Without using L'Hôpital's rule, find: $$\lim_{x\to 0}\dfrac{\cos(\frac{\pi}{2}\cos x)}{\sin(\sin x)}$$ I know that the answer is $0$.
My attempt:
I tried by using the half-angle formula, $$\cos\left(\frac{A}{2}\right)=\pm\sqrt{\frac{1+\cos A}{2}},$$ but I've couldn't find it.
On
Rewrite the limit as a product like so:
$$L = \lim_{x\to 0} \frac{\sin x}{\sin( \sin x)} \cdot\frac{x}{\sin x} \cdot \frac{\cos(\frac{\pi}{2}\cos x)}{x}$$
If the limits exist individually then the limit of their product will be the product of their limits.

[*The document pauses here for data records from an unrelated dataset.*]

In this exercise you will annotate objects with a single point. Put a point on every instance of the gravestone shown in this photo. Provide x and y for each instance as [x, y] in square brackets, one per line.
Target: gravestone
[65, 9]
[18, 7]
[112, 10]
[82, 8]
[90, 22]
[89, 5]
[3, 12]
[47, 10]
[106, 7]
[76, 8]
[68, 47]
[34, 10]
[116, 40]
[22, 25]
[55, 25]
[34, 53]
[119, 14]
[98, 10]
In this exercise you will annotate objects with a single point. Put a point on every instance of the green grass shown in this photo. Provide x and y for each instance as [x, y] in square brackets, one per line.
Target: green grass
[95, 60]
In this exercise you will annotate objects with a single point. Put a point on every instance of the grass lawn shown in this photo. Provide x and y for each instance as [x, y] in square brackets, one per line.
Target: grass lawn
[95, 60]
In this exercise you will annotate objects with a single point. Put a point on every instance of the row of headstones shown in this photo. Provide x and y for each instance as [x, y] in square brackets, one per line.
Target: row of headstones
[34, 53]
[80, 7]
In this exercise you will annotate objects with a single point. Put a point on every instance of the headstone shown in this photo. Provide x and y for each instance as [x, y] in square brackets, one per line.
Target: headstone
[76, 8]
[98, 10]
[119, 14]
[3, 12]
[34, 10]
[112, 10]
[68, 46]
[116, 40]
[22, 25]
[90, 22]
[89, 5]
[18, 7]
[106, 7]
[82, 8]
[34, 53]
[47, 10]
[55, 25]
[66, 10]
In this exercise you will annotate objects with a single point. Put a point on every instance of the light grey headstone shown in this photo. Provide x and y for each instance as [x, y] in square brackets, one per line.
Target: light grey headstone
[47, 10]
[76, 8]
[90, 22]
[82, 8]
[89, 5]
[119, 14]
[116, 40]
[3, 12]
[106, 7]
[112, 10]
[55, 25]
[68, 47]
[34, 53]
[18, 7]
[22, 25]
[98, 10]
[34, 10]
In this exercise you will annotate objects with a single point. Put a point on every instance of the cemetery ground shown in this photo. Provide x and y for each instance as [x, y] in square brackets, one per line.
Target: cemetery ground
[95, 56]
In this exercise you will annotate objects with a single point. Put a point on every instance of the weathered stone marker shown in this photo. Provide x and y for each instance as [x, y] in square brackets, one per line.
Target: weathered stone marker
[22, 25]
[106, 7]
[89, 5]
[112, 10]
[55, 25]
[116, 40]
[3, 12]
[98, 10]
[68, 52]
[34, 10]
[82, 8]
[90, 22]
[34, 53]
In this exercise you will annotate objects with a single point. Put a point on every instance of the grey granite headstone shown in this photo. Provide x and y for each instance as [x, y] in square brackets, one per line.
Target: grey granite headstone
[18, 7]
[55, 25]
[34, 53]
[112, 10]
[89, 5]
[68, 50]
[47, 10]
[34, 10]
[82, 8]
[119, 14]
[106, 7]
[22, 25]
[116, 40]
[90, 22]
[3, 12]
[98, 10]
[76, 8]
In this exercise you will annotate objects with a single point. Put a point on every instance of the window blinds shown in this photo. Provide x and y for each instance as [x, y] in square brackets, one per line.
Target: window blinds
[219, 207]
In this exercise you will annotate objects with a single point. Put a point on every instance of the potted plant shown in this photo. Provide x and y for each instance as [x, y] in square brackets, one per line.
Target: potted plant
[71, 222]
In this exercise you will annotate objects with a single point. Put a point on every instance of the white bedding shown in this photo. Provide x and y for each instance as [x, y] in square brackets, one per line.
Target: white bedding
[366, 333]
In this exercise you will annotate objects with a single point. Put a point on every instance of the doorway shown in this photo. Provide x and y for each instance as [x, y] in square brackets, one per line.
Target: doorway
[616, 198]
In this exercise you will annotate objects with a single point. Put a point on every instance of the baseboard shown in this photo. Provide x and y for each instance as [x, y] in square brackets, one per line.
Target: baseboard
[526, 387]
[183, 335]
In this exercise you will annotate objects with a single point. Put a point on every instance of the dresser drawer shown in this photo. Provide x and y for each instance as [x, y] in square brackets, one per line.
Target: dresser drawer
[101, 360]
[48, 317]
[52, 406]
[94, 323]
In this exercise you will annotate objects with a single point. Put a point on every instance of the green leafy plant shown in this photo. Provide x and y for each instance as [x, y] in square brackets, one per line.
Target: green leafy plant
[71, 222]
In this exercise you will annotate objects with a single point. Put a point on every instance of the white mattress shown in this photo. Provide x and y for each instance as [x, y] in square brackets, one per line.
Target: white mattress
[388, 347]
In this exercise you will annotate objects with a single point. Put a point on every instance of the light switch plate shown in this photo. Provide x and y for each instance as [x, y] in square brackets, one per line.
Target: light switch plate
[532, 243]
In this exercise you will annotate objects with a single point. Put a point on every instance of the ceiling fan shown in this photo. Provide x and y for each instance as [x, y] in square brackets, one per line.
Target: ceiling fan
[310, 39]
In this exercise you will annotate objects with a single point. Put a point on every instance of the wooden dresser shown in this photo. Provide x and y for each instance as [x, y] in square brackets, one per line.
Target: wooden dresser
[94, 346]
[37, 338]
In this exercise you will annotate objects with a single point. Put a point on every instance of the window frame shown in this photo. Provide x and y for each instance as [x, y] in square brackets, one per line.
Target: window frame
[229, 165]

The first two limits are $1$, giving us that
$$L = \lim_{x\to 0} \frac{\cos(\frac{\pi}{2}\cos x)}{x} = \lim_{x\to 0} \frac{\cos(\frac{\pi}{2}\cos x) - \cos(\frac{\pi}{2}\cos 0)}{x-0} \equiv \Bigr(\cos(\frac{\pi}{2}\cos x)\Bigr)'\Bigr|_{x=0} = 0$$
by the definition of the derivative.
On
If you want more than the limit itself, compose Taylor series $$\cos(x)=1-\frac{x^2}{2}+\frac{x^4}{24}+O\left(x^6\right)$$ $$\cos(\frac{\pi}{2}\cos (x))=\frac{\pi x^2}{4}-\frac{\pi x^4}{48}+O\left(x^6\right)$$ $$\sin(x)=x-\frac{x^3}{6}+\frac{x^5}{120}+O\left(x^6\right)$$ $$\sin(\sin(x))=x-\frac{x^3}{3}+\frac{x^5}{10}+O\left(x^6\right)$$ $$\frac{\cos(\frac{\pi}{2}\cos (x)) } {\sin(\sin(x)) }=\frac{\frac{\pi x^2}{4}-\frac{\pi x^4}{48}+O\left(x^6\right) } {x-\frac{x^3}{3}+\frac{x^5}{10}+O\left(x^6\right) }=\frac{\pi x}{4}+\frac{\pi x^3}{16}+O\left(x^5\right)$$
\begin{aligned}\lim_{x\to 0}{\frac{\cos{\left(\frac{\pi}{2}\cos{x}\right)}}{\sin{\left(\sin{x}\right)}}}&=\lim_{x\to 0}{\frac{\sin{\left(\frac{\pi}{2}-\frac{\pi}{2}\cos{x}\right)}}{\sin{\left(\sin{x}\right)}}}\\ &=\lim_{x\to 0}{\left(\frac{\pi x}{2}\times\frac{1-\cos{x}}{x^{2}}\times\frac{\sin{\left(\frac{\pi}{2}-\frac{\pi}{2}\cos{x}\right)}}{\frac{\pi}{2}-\frac{\pi}{2}\cos{x}}\times\frac{x}{\sin{x}}\times\frac{\sin{x}}{\sin{\left(\sin{x}\right)}}\right)}\\ &=0\times\frac{1}{2}\times 1\times 1\times 1\\ &=0\end{aligned}
Because $$ \lim_{\textrm{stuff}\to 0}{\frac{\sin{\left(\mathrm{stuff}\right)}}{\mathrm{stuff}}}=\lim_{x\to 0}{\frac{\sin{x}}{x}}=1 $$
And $$ \lim_{x\to 0}{\frac{1-\cos{x}}{x^{2}}}=\lim_{x\to 0}{\frac{1}{2}\left(\frac{\sin{\left(\frac{x}{2}\right)}}{\frac{x}{2}}\right)^{2}}=\frac{1}{2} $$